Gerade weil das Recht, also auch die Politik, deren fast einziges Kind sie ja ist, aber nicht das Glück der grösstmöglichen Zahl schaffen kann, sondern bloss dem Unglück wehrt, galt es danach mal sich mit dem Urvater der freien Marktwirtschaft zu beschäftigen, mit Adam Smith: Biographie, Theorie der ethischen Gefühle und das bekannteste, Der Reichtum der Nationen. 2000 Seiten an Rohmaterial, zu lesen und zu verarbeiten. War aber den Aufwand wert, denn Smith ist ja derjenige, der heute am meisten propagandistisch verquantet wird von der Wirtschaft. Und das meiste was von diesen Kreisen behauptet wird: Smith hat gesagt, der Markt verlangt, etc. ist schlichtweg nicht wahr, wurde von Smith nie gesagt, oder er war sogar gegenteiliger Meinung zu dem, was ihm heute untergejubelt wird. Hier nur einige prägnante Beispiele, gesamtüberblick bitte unter den oben angegebenen Links ansehen:
- Das Lustprinzip: Die Grundidee von Smith war nach Epikur eben so richtig wie sie es nach dem heutigen Stand der Hirnforschung und Psychologie ist: Der Mensch reagiert auf Reize, wird durch positive und negative Empfindungen quasi dressiert, formiert, bis zu einem gewissen Grad sogar programmiert.
- Fundament der Wirtschaft ist der Nutzen: Dieser wurde und wird enorm gefördert durch Arbeitsteilung, Interessenharmonie, Unabhängigkeit von persönlichen Gefühlen für oder gegen “Kunden” - dies der Hauptgrund, warum Smith den Markt eigentlich als höchst soziale Organisationsform ansieht.
- Der grösste Schwindel liegt heute bei der Verlagerung der sog. <unsichtbaren Hand> - die den Markt von alleine, ohne menschliches Zutun, ohne staatliche Regeln, in Ordnung bringt - in die Transzendenz, ins Nirwana. Bei Smith war diese Hand so unsichtbar nämlich nicht, denn meist bezeichnet er diejenigen Kräfte, die eben trotz individuellem hemmungslosem Streben nach persönlichen Vorteilen für Ordnung sorgen als <den neutralen Beobachter>. Smith und die Unternehmer/Händler des 18. Jahrhunderts waren noch viel stärker in die Gesellschaft eingebunden, als unsere globalen Vagabunden heute. Lob und Tadel der Gesellschaft entschied über Ansehen oder Ausschluss, ev. Untergang. Genau diese korrektive Funktion wird ja heute gerne von NGOs übernommen. Die neoliberale Kritik an solcher Kritik ist verlogen, denn genau das war und ist das System, das - gmäss Smith - doch noch für Ordnung zu sorgen vermag.
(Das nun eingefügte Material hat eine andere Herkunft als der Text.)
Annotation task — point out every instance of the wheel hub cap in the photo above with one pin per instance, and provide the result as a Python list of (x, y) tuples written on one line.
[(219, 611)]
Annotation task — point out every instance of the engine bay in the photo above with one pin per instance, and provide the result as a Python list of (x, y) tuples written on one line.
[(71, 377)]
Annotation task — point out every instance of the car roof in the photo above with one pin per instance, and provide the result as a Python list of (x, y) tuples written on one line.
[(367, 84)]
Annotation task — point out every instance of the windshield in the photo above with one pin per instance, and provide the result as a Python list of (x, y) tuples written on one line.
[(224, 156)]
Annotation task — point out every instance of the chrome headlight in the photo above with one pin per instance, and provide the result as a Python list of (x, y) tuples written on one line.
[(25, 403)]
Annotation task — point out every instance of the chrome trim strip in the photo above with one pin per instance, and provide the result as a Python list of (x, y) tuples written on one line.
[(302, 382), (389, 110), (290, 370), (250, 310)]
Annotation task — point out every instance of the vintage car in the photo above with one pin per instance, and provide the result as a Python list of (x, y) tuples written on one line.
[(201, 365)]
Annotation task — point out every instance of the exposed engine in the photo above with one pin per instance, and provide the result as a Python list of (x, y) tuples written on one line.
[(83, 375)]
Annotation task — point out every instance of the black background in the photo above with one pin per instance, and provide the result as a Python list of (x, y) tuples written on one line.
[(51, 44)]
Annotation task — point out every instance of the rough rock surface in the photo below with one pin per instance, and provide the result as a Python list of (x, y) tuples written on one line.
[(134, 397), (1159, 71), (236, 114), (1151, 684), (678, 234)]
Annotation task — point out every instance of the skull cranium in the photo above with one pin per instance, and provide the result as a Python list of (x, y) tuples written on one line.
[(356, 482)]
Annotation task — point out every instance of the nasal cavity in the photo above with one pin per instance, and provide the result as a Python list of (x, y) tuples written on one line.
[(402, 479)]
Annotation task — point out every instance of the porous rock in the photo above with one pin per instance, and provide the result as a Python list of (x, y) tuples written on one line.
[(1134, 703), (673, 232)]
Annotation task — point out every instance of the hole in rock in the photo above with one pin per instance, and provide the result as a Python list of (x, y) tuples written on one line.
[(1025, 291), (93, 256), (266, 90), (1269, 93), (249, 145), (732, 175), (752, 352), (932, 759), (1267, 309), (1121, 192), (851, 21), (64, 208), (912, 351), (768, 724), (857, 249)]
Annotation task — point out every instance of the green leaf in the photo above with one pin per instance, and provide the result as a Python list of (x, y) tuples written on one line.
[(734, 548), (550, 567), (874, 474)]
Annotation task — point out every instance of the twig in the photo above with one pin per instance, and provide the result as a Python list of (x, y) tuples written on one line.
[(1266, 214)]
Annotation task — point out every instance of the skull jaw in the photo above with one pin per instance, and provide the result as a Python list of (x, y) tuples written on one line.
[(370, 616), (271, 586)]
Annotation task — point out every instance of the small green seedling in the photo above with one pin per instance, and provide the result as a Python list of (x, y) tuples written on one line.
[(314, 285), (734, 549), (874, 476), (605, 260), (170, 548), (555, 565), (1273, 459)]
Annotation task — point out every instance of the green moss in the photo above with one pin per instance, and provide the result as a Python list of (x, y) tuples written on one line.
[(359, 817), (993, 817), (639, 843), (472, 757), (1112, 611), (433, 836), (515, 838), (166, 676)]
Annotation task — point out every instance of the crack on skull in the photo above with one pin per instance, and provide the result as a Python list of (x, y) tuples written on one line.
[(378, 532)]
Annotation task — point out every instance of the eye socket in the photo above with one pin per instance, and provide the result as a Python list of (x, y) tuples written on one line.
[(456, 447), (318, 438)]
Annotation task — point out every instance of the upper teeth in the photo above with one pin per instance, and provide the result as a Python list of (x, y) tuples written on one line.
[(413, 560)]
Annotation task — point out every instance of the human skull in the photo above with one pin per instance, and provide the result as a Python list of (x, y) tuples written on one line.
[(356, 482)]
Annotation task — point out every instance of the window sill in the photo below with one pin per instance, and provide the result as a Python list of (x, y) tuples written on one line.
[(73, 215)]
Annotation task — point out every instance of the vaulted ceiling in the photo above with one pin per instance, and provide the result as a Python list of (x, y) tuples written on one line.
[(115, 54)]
- Der Kern des Problemes, das uns Smith mit seiner Idee des freien Marktes hinterlässt:
In die Stärke, Feinheit und Vollkommenheit des herrschenden Prinzipes wurde von Plato die wichtige Tugend der Klugheit gesetzt, die seiner Ansicht nach in einer richtigen und klaren, auf allgemeine und wissenschaftliche Vorstellungen gegründete Erkenntnis der Zwecke besteht, welche schicklicherweise angestrebt werden sollten, und in der Erkenntnis der Mittel, die zur Erreichung dieser Zwecke die schicklichen und richtigen sind. [S. 452]
Heute (seit dem Positivismus und Max Weber [Werturteilsstreit] ist es weder Sache der Wissenschaft, heute nicht mal mehr der Kirche, Werte zu begründen, also besetzte die Wirtschaft dieses Loch - mit materiellen Werten und Preisen.
Die Wirtschaft, so unabhängig von jeglicher Bewertung ausserhalb der buchalteerischen, postulierte Geldvermehrung als einziges Ziel der Klugheit.
Weisheit adee. Mässigkeit, die zur Harmonie der Seele führt, Gerechtigkeit, die zur Harmonie der Gesellschaft führt, wurden von den Wirtschaftspäpsten exkommuniziert.
Und den Zustand, wursteln ohne Wertorientierung, nenn’ ich <das Schnöselprinzip> (alias Leistungsschwindel). Die wichtigste Erkenntnis daraus: Auch die Leistungsgesellschaft ist ein Betrug, denn Leistung bedeutet Produktivität, also Wertvermehrung pro Zeiteinheit - nicht bloss Arbeit pro Zeiteinheit. Die produktivsten Arbeitsplätze sind aber nur per Schnöselprinzip zugänglich, der und die normale Angestellt hat da wenig Einfluss darauf, in welcher Produktivitätszone (Branche) sie oder er landet.